Cada historia de cambio empieza con una segunda oportunidad. Desde 2019, un programa desarrollado en la Comunidad de Madrid está marcando la diferencia en la vida de menores que, pese a haber cometido actos delictivos, son demasiado jóvenes para enfrentarse a la justicia de menores. En el último año, 100 menores han sido atendidos gracias a este recurso, cuyo objetivo es prevenir futuras reincidencias y fomentar su reintegración en la sociedad.
El programa, promovido por la Consejería de Familia, Juventud y Asuntos Sociales y gestionado junto a la Federación de Plataformas Sociales Pinardi, se centra en abordar las causas de los comportamientos violentos desde un enfoque integral. Se trata de una iniciativa que no solo ofrece apoyo escolar, sino que también trabaja directamente con las familias para crear un entorno más estable y seguro para los menores. La clave está en actuar temprano y ofrecer herramientas educativas, psicológicas y sociales que transformen sus hábitos y su percepción del entorno.
Este enfoque incluye también la prevención de situaciones como el acoso escolar y el uso inadecuado de tecnologías, temas especialmente relevantes en la actualidad.
La metodología del programa se apoya en equipos multidisciplinares que evalúan cada caso y diseñan un plan personalizado para cada menor. En este contexto, los profesionales no solo abordan problemas inmediatos, como hurtos o situaciones de violencia, sino que también trabajan en fortalecer la autoestima, la comunicación familiar y la gestión de emociones.
Además, el recurso cuenta con centros especializados como los I+I de Pinardi, que ofrecen un espacio seguro para trabajar con menores que presentan conductas de riesgo. Estos centros, distribuidos por diferentes municipios de la región, complementan la labor del programa principal y han demostrado ser una herramienta valiosa en la prevención de reincidencias.
Los resultados comienzan a notarse.

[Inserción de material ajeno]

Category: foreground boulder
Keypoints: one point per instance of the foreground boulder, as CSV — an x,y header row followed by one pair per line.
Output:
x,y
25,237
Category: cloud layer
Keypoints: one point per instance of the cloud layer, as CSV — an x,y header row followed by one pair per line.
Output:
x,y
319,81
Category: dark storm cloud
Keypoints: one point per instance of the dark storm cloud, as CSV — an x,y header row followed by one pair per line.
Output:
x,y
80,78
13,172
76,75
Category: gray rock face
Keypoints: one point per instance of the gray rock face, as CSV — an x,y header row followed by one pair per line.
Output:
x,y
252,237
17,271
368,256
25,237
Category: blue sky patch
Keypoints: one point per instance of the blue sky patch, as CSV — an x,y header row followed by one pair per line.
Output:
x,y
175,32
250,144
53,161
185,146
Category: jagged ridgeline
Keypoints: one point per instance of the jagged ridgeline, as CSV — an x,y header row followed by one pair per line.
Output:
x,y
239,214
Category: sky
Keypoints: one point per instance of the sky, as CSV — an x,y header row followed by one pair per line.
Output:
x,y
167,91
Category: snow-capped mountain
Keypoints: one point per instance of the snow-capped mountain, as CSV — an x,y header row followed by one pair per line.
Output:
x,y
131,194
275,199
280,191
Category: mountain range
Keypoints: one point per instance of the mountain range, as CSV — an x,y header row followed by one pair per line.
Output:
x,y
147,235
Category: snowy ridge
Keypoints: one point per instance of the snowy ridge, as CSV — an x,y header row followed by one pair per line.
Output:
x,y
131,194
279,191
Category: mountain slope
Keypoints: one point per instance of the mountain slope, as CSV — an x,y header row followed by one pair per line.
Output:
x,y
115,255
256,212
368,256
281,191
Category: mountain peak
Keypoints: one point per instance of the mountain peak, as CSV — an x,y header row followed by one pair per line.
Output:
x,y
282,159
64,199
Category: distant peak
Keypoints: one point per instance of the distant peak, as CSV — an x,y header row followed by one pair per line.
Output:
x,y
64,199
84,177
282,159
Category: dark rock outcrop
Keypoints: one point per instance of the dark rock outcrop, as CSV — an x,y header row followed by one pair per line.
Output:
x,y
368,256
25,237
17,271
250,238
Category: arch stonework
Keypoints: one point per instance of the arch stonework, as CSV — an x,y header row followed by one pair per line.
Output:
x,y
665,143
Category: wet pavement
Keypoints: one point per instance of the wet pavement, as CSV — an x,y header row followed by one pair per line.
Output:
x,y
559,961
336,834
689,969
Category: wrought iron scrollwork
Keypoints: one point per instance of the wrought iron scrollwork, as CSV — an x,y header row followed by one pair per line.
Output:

Según la memoria anual de la Agencia para la Reeducación y la Reinserción del Menor Infractor (ARRMI), el número de menores infractores atendidos en 2023 disminuyó un 7,5% en comparación con el año anterior. Además, delitos graves como el atentado contra la autoridad o los homicidios han mostrado caídas significativas, reforzando la eficacia de esta estrategia.
Este tipo de iniciativas subraya la relevancia de la prevención temprana y el apoyo integral para menores en riesgo. Más allá de las estadísticas, el verdadero impacto se mide en las historias personales de cambio y en las oportunidades que estos jóvenes encuentran para construir un camino lejos de la delincuencia.